I drew on my cigarette. I said: "Let's get back to Weeps. Weeps knew something about this libel. I made a mistake about him in the first place. When he got in touch with me on the night I came down here, he did so for two reasons—first, he was getting a little scared of the whole business, about which he knew the truth; and secondly, you'd come to the end of your tether. He couldn't get any more money from you. I suppose he'd had all there was."

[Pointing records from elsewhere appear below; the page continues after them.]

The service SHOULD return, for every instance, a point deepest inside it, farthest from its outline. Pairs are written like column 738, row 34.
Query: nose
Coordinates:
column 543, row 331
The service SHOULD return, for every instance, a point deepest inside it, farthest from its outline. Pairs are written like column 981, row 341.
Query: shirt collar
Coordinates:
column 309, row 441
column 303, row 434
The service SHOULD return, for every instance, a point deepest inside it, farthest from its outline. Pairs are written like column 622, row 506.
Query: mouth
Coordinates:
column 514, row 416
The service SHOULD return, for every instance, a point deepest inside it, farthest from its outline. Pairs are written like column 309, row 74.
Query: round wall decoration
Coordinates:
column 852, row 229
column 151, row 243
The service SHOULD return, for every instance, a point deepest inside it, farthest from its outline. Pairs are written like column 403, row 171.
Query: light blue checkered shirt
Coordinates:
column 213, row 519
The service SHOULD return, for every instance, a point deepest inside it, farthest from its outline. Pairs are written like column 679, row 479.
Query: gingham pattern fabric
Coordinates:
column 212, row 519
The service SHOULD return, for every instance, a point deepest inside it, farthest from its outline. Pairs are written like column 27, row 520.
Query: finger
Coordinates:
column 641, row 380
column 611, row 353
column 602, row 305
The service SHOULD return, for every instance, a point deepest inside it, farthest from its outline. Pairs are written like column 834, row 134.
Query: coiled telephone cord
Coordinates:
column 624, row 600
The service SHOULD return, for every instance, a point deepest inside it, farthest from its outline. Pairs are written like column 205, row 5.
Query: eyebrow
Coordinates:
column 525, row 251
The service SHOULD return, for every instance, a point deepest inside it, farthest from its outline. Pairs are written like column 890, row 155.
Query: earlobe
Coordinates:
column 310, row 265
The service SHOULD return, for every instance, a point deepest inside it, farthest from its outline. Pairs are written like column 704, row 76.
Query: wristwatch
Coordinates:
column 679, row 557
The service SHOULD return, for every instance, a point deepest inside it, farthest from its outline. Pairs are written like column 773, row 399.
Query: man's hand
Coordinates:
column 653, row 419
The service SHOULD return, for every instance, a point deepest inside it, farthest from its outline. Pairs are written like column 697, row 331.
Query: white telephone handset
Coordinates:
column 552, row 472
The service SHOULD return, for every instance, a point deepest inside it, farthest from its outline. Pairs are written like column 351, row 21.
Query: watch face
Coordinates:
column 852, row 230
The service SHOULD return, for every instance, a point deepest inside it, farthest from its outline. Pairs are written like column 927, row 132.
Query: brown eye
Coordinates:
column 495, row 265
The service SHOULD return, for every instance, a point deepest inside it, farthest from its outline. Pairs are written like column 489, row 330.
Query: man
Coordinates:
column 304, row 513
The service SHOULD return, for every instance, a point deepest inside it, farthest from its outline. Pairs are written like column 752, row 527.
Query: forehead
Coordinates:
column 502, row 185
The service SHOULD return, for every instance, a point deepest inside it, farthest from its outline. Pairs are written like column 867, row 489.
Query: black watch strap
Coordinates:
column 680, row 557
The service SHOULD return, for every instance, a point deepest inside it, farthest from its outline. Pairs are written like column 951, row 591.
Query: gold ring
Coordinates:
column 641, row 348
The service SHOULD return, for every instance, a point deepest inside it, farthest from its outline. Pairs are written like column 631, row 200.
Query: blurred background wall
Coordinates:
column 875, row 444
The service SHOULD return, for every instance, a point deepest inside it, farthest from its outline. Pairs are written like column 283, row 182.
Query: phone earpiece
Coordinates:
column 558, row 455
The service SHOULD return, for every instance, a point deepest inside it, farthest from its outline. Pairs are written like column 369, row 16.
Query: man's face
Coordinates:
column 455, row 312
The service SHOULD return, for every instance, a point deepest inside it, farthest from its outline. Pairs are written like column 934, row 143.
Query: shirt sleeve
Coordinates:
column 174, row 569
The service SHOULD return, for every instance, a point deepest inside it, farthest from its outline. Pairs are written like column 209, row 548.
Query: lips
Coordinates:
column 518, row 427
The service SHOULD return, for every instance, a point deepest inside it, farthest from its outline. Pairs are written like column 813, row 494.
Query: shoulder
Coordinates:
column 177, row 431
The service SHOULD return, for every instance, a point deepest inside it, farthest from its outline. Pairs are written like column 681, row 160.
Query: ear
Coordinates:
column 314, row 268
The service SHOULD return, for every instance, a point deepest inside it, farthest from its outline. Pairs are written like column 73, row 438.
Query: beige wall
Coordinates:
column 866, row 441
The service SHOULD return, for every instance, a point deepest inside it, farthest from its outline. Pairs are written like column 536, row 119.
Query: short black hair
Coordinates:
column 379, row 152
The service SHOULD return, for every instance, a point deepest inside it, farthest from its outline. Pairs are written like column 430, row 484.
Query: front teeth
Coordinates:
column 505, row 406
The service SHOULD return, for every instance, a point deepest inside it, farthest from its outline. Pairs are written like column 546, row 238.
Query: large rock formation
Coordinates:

She said: "I think you're mad. Are you suggesting that Weeps blackmailed me?" Her lip curled cynically.

"Weeps blackmailed you all right," I said. "And, in a very mild way, your mother. After that libellous paragraph appeared in the paper, her one idea was, as it has been ever since, to stop any further mud being stirred up. At some time or other Weeps suggested to her that he'd heard some other rumours about you—something that didn't redound to your credit, and your mother thought it was the clever thing to do to give him a job to re-decorate the Ellerdene house and to over-pay him for doing it. She thought that was a wise thing to do. I think so too."

I grinned at her. "I don't suppose she'd have done it if she'd known that Weeps had been having money from you ever since that paragraph appeared."

She looked at me. Her eyes, which had been so tired and unhappy, were now malevolent. I realised that Denise Ellerdene was a hell of a good actress.

She said: "Perhaps you will be good enough to tell me why Claude Weeps was able to blackmail me. What did he know about me?"

I said: "Surely you're going to admit that Weeps knew about the incident between you and Hart Allen that happened here in this suite on the night of the party at Exeter? Surely you didn't want that to come out, did you?"

She said: "You're perfectly right." Her expression changed. Now she was the soft, scared Denise Ellerdene once again. She repeated: "You're quite right. Weeps did know what happened that night. He knew that Hart Allen had persuaded me to come to this place; he knew about that. Well, surely you can understand how I felt? After that paragraph had appeared in the paper, if Weeps had gone about Melquay telling people what he knew and that I'd been here that night with Hart Allen, don't you realise—"

She looked at me piteously. She was almost wringing her hands. "Don't you realise that I should have been tarred with the same brush as Allen? No one would have believed the truth."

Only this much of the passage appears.